La cooperazione energetica tra Ankara e Mosca è solida e sperimentata. Oltre al Turkstream, il gasdotto che passa sotto il mar Nero e dal 2020 è in grado di portare oltre 30 miliardi di metri cubi di metano, per metà già smistati verso l’Ue fino al conflitto, c’è anche la prima centrale nucleare turca che il gigante Rosatom sta costruendo ad Akkuyu, la cui inaugurazione, ha detto Erdogan, avverrà il prossimo anno, in concomitanza con il centenario della Repubblica e le elezioni presidenziali.
La prima reazione occidentale all’idea di un hub turco è arrivata da Parigi, ed è stata un secco no. E’ una proposta che “non ha senso” poiché gli europei vogliono ridurre la loro dipendenza dagli idrocarburi dalla Russia, ha affermato L’Eliseo in una nota, proprio nelle ore in cui Emmanuel Macron riceveva in una cena privata Mario Draghi. “Non ha senso per noi creare nuove infrastrutture che ci consentano di importare più gas russo”, ha sottolineato la presidenza francese.
Fuori dal colloquio tra Putin e Erdogan sarebbero rimaste le prospettive di negoziati sul conflitto. O, quantomeno, non si è discusso del presunto piano di Ankara di allestire un tavolo a cinque tra Russia, Stati Uniti, Francia, Germania e Regno Unito, che il Cremlino dice di aver appreso “dai giornali”. Ma non è certo l’unico formato su cui si lavora.
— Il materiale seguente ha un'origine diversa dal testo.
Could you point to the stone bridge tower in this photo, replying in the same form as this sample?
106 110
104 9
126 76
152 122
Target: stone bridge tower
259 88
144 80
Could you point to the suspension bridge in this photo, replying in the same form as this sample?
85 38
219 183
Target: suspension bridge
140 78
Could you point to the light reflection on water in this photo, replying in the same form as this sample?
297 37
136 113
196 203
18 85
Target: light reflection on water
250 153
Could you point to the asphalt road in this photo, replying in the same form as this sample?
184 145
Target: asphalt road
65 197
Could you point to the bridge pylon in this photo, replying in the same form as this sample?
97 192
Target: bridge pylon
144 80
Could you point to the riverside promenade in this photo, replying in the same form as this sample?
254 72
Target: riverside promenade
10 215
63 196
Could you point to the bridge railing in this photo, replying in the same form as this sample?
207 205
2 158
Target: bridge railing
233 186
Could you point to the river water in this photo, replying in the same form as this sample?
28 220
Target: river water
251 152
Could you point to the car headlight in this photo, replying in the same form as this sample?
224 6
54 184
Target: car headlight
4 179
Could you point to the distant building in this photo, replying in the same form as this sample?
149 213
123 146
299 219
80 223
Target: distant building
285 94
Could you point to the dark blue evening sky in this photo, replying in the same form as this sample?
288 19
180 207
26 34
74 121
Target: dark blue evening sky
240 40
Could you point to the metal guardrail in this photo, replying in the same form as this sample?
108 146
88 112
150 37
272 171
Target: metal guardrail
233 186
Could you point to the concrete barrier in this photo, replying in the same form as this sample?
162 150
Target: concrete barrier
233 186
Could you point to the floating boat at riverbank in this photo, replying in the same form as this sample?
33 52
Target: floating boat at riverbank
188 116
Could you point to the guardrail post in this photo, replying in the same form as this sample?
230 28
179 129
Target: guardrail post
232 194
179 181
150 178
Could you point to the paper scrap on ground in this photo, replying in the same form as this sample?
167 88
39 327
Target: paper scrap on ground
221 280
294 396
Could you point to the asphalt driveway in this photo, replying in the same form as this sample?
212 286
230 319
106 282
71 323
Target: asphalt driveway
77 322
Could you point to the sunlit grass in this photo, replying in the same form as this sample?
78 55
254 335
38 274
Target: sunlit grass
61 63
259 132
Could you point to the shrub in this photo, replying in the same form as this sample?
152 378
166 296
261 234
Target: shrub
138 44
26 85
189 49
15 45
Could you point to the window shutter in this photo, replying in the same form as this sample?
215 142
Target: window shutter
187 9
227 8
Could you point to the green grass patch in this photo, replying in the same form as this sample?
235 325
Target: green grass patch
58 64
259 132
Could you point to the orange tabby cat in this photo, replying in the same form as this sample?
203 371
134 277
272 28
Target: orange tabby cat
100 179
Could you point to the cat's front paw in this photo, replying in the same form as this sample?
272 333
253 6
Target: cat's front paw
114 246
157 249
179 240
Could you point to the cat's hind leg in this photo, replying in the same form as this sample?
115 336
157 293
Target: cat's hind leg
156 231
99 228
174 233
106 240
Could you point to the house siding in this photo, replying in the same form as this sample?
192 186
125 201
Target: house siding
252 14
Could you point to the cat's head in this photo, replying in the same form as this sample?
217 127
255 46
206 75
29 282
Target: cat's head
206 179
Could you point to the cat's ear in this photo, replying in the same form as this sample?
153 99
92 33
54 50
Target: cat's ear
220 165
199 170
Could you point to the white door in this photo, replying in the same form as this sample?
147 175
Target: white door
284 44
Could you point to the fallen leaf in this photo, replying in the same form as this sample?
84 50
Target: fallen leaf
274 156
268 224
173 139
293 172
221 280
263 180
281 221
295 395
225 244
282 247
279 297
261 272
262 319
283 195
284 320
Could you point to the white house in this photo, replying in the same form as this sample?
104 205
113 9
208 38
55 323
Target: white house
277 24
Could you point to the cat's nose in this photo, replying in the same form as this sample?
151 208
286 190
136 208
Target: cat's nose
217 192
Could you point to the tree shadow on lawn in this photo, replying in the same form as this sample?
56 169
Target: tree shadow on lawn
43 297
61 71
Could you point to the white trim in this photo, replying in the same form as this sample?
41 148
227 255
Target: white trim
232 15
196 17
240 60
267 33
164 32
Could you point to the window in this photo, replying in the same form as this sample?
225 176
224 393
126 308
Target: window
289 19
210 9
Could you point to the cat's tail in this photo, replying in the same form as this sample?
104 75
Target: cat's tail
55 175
E lo stesso Erdogan ha promesso di non abbandonare gli sforzi di mediazione. “Una pace giusta può essere ottenuta attraverso la diplomazia, non ci possono essere vincitori in una guerra e perdenti nella pace. Il nostro obiettivo – ha sottolineato – è che il bagno di sangue finisca il prima possibile”.
Mosca, intanto, continua a mandare messaggi di disponibilità alle trattative, senza per questo allentare i bombardamenti sull’Ucraina. “L’operazione militare speciale continua ma la Russia è aperta al dialogo per raggiungere i suoi scopi, che non sono cambiati”, ha spiegato il Cremlino, precisando comunque di non aspettarsi a breve “prospettive di negoziati”. Se poi dovessero arrivare segnali dagli Usa, sarebbe pronta a prenderli in considerazione, ha sottolineato ancora una volta il ministro degli Esteri Serghei Lavrov, tenendo viva l’ipotesi di un faccia a faccia tra Putin e Joe Biden al G20 del mese prossimo a Bali.
Kiev, però, non si fida. La Russia “va isolata diplomaticamente”, la diplomazia è uno strumento “potente” ma non ci può essere finché “parlano le armi”, ha avvertito il presidente Volodymyr Zelensky, che insiste invece per nuove forniture militari. “Ci aspettiamo passi importanti dall’Italia e dalla Francia. Sinceramente – ha spiegato – abbiamo il 10% di quanto ci serve per difenderci”.